Maybe you should just do whatever you want and be yourself. That way you will be happier. However, everything depends on you and you are to decide.
@Hatley (163776)
• Garden Grove, California
2 Dec 09
jugsjugs you sound like you are stressed out by people,but
look we all have stress in our lives, but we can let it
make us almost ill or we can say to heck with it,its all
small stuff so I wont let it bother me. it is great that you
do not judge but now you need to relax. so you have four children
well so do a lot of others on here. I know one lady here who has six and she is as cheerful and happy as you would ever see. you are letting yourself feel sorry for you, and that will get you nowhere. dear one people are not perfect, I do not of course know what these people are doing or not doing that has you so upset but do not let them do that to you.you can choose how to react to stress. Imagine a pretend bubble around you, and these people can bounce stuff off it but nothing will get through so you are safe and happy and relaxed as you have this pretend bubble that bounces stress away from you. good luck.
@rosepedal64 (4188)
• United States
2 Dec 09
See that makes you better than they are. You are a good person and you don't let no one tell you any different. Giving up is what some may want or expect you do. Don't give them the chance to say I told you so. Keep that head held high and you know what else you need to do. Keep smiling.
@bluray (408)
• Singapore
2 Dec 09
I think you just cant make everybody happy. It is so difficult. Sometimes we out all our efforts to be the best, we try to do all the work perfectly, but still there is nobody to give credit of all your hardwork, in the end it seems that we are fools to try to make others happy. It is better to think about ourselves too. there is no harm in being Little selfish.
@soledadclickz (1106)
• Philippines
2 Dec 09
Hi. Being polite and having that ready smile even when other people keep on pestering us is a good attitude. But sometimes, others will definitely take advantage on us. I believe it's a matter of personal judgment when or when not to loose control of our patience and temper.

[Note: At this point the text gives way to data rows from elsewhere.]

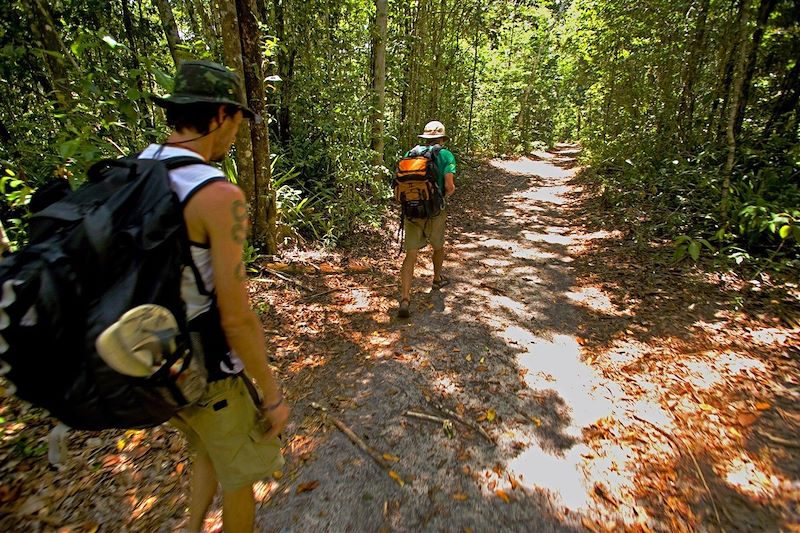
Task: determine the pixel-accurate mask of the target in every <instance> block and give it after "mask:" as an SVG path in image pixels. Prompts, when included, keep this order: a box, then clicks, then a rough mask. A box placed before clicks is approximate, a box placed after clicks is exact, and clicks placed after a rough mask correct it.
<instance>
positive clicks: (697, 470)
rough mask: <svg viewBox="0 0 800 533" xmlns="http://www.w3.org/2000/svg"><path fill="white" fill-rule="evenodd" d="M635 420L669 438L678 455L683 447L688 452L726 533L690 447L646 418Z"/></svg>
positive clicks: (716, 506)
mask: <svg viewBox="0 0 800 533" xmlns="http://www.w3.org/2000/svg"><path fill="white" fill-rule="evenodd" d="M633 418H635V419H636V420H638V421H640V422H644V423H645V424H648V425H649V426H650V427H652V428H653V429H655V430H656V431H658V432H659V433H661V434H662V435H664V436H665V437H667V439H668V440H669V441H670V442H671V443H672V445H673V446H675V449H676V450H678V453H681V447H683V448H684V449H685V450H686V452H687V453H688V454H689V457H691V458H692V462H693V463H694V467H695V470H697V474H698V475H699V476H700V481H702V482H703V486H704V487H705V488H706V492H707V493H708V498H709V499H710V500H711V507H712V508H713V509H714V516H716V518H717V525H718V526H719V528H720V530H722V531H723V532H724V531H725V528H723V527H722V521H721V520H720V519H719V510H717V503H716V501H715V500H714V494H713V493H712V492H711V488H709V486H708V483H707V482H706V476H704V475H703V471H702V470H700V465H699V464H698V463H697V459H695V457H694V454H693V453H692V450H691V449H689V447H688V446H687V445H686V444H684V443H683V441H681V440H679V439H676V438H675V437H673V436H672V435H670V434H669V433H667V432H666V431H664V430H663V429H662V428H660V427H659V426H657V425H656V424H655V423H653V422H651V421H649V420H647V419H645V418H641V417H639V416H637V415H635V414H634V415H633ZM678 443H680V444H678ZM681 445H682V446H681Z"/></svg>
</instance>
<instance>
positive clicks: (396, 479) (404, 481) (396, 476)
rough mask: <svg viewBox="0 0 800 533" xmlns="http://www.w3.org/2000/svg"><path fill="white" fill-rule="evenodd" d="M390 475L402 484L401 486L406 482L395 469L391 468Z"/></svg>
mask: <svg viewBox="0 0 800 533" xmlns="http://www.w3.org/2000/svg"><path fill="white" fill-rule="evenodd" d="M389 477H390V478H392V479H393V480H395V481H397V484H398V485H400V486H401V487H402V486H403V485H405V484H406V482H405V481H403V478H401V477H400V474H398V473H397V472H395V471H394V470H389Z"/></svg>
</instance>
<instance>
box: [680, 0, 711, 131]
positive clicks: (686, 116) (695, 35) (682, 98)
mask: <svg viewBox="0 0 800 533" xmlns="http://www.w3.org/2000/svg"><path fill="white" fill-rule="evenodd" d="M709 4H710V0H700V5H699V7H698V10H699V11H698V13H697V20H696V22H695V26H694V36H693V38H692V42H691V43H690V44H689V57H688V58H687V59H686V70H685V74H684V77H683V87H682V90H681V102H680V105H679V106H678V129H679V135H680V140H681V142H682V143H683V144H684V145H689V144H691V136H692V134H693V133H694V104H695V95H694V83H695V80H696V79H697V76H698V71H697V70H698V65H699V63H700V58H701V57H702V56H703V54H704V46H705V35H706V21H707V20H708V8H709Z"/></svg>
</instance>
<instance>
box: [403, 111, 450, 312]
mask: <svg viewBox="0 0 800 533" xmlns="http://www.w3.org/2000/svg"><path fill="white" fill-rule="evenodd" d="M417 137H419V138H420V139H421V142H420V143H419V144H418V145H417V146H415V147H414V148H412V149H411V150H409V151H408V152H407V153H406V157H407V156H409V155H415V154H421V153H424V152H426V151H428V150H434V153H436V154H437V156H436V169H437V172H438V176H437V178H438V179H437V185H438V187H439V190H440V191H441V192H442V195H443V196H444V197H445V198H449V197H450V196H452V195H453V193H454V192H455V191H456V185H455V174H456V158H455V156H453V153H452V152H450V150H448V149H446V148H444V147H443V146H444V144H445V143H446V142H447V141H449V140H450V138H449V137H448V136H447V135H446V133H445V129H444V124H442V123H441V122H439V121H438V120H432V121H430V122H428V123H427V124H426V125H425V129H424V130H423V132H422V133H421V134H420V135H418V136H417ZM446 219H447V214H446V209H442V211H441V213H439V214H438V215H436V216H435V217H432V218H430V219H427V220H414V219H409V220H407V221H406V222H405V224H404V238H403V249H404V250H405V252H406V256H405V258H404V259H403V266H402V267H401V269H400V282H401V294H400V307H399V309H398V311H397V316H398V317H400V318H408V317H409V316H410V311H409V307H410V303H411V302H410V299H411V282H412V281H413V280H414V265H415V264H416V262H417V255H418V253H419V250H421V249H422V248H425V247H426V246H427V245H428V243H430V245H431V247H432V248H433V283H432V288H433V289H434V290H439V289H441V288H442V287H444V286H446V285H448V284H449V283H450V280H449V278H447V277H446V276H444V275H443V274H442V264H443V263H444V230H445V222H446Z"/></svg>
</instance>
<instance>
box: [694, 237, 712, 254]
mask: <svg viewBox="0 0 800 533" xmlns="http://www.w3.org/2000/svg"><path fill="white" fill-rule="evenodd" d="M697 242H699V243H700V244H702V245H703V246H705V247H706V248H708V249H709V250H711V251H712V252H714V251H716V250H715V248H714V247H713V246H712V245H711V243H710V242H708V241H707V240H705V239H697Z"/></svg>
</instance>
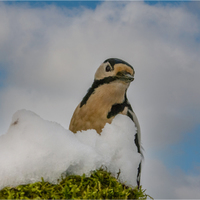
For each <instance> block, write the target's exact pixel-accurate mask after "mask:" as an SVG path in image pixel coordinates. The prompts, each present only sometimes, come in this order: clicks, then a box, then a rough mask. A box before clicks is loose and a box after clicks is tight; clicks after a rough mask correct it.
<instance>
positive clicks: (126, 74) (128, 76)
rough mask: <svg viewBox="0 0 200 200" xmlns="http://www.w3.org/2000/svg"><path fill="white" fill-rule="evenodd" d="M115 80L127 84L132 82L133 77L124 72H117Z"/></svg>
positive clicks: (125, 71) (127, 72)
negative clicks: (123, 82) (123, 81)
mask: <svg viewBox="0 0 200 200" xmlns="http://www.w3.org/2000/svg"><path fill="white" fill-rule="evenodd" d="M117 78H118V79H120V80H122V81H125V82H127V83H129V82H132V81H133V80H134V77H133V76H132V75H131V74H130V73H128V72H126V71H121V72H118V73H117Z"/></svg>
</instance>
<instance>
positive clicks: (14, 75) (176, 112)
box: [0, 2, 200, 198]
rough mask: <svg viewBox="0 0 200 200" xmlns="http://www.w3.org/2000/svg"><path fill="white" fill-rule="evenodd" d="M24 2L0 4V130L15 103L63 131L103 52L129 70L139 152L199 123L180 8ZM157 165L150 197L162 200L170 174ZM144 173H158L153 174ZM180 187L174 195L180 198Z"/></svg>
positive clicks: (124, 4) (191, 52) (198, 29)
mask: <svg viewBox="0 0 200 200" xmlns="http://www.w3.org/2000/svg"><path fill="white" fill-rule="evenodd" d="M27 5H28V3H27ZM27 5H26V6H22V7H20V6H15V5H13V6H8V5H5V4H4V3H1V4H0V19H3V20H0V27H1V30H0V62H1V64H2V65H0V67H3V66H6V70H7V72H8V78H7V82H6V87H5V88H4V89H1V90H0V110H1V113H0V119H1V121H0V127H1V128H0V134H3V133H5V132H6V130H7V129H8V126H9V124H10V121H11V116H12V114H13V113H14V112H15V111H16V110H18V109H20V108H25V109H30V110H32V111H34V112H36V113H37V114H39V115H40V116H41V117H43V118H45V119H48V120H51V121H56V122H58V123H61V124H62V125H63V126H64V127H66V128H67V127H68V124H69V120H70V117H71V115H72V113H73V110H74V109H75V107H76V105H77V104H78V103H79V102H80V101H81V99H82V97H83V96H84V94H85V93H86V91H87V89H88V88H89V87H90V85H91V83H92V81H93V77H94V73H95V71H96V69H97V67H98V66H99V65H100V63H101V62H103V61H104V60H105V59H107V58H109V57H119V58H121V59H124V60H126V61H127V62H129V63H130V64H132V65H133V67H134V68H135V71H136V75H135V81H134V82H133V83H132V84H131V86H130V88H129V90H128V97H129V101H130V102H131V104H132V106H133V108H134V109H135V112H136V114H137V115H138V118H139V121H140V124H141V129H142V141H143V146H144V148H145V150H146V152H148V151H150V150H151V149H152V148H154V149H157V150H159V148H162V147H164V146H167V145H169V144H171V143H175V142H176V141H178V140H179V139H180V138H181V137H182V136H183V134H184V132H186V131H188V130H190V129H191V128H192V127H194V125H195V124H197V123H199V121H198V119H199V117H200V112H199V111H200V110H199V108H200V90H199V76H200V68H199V63H200V58H199V54H200V49H199V43H198V42H197V41H196V37H198V36H199V34H200V25H199V24H200V23H199V18H198V17H197V16H196V15H195V14H193V13H192V12H191V11H188V9H186V8H185V7H184V6H183V7H181V6H176V7H172V6H166V7H161V6H160V7H159V6H149V5H147V4H144V3H142V2H125V3H120V2H119V3H116V2H105V3H102V4H101V5H99V6H97V8H96V9H95V10H88V9H84V8H82V9H81V10H79V9H74V10H68V9H65V8H57V7H54V6H44V7H43V8H31V7H29V6H27ZM147 161H148V160H147ZM147 161H146V162H147ZM157 162H158V161H156V163H157ZM156 163H155V165H156ZM158 165H159V166H160V165H162V164H160V163H158ZM160 170H161V172H160V174H162V173H163V174H164V175H165V180H166V182H165V183H163V184H164V185H165V187H164V188H165V191H163V190H159V192H160V193H159V195H158V196H163V197H165V195H166V198H169V196H167V195H168V194H169V193H168V191H169V190H167V188H168V187H169V186H168V185H170V181H172V179H171V178H169V181H168V178H167V177H168V173H169V172H167V170H166V171H165V169H164V166H160ZM162 170H164V172H162ZM158 172H159V170H158ZM152 175H154V176H155V178H156V180H157V179H159V177H160V175H159V176H158V173H157V171H154V172H152ZM190 183H191V182H190ZM191 185H192V183H191ZM156 186H158V184H157V185H155V187H156ZM182 186H183V187H182V189H184V187H187V184H186V185H182ZM148 187H152V186H151V185H148ZM169 188H171V189H172V190H173V188H172V187H169ZM187 188H190V187H187ZM194 188H196V187H194ZM152 190H154V189H152ZM154 191H155V192H158V191H156V189H155V190H154ZM173 191H175V190H173ZM180 191H181V188H179V189H177V193H176V194H175V192H174V196H175V197H181V194H180V193H179V192H180ZM178 193H179V194H180V196H178ZM197 193H198V191H197ZM194 194H195V192H194ZM172 197H173V196H172ZM194 197H195V195H194Z"/></svg>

Personally, I don't immediately react when other people do something bad to me. But I definitely observe and check the other person's behavior and understand the possible root cause for such actions. Once the behavior becomes abusive or frequently repetitive, I stand on my ground and defend my personal rights. Really, some people should be approached/confronted, punished if possible, and (hopefully) in the learn their lessons for mistreating others.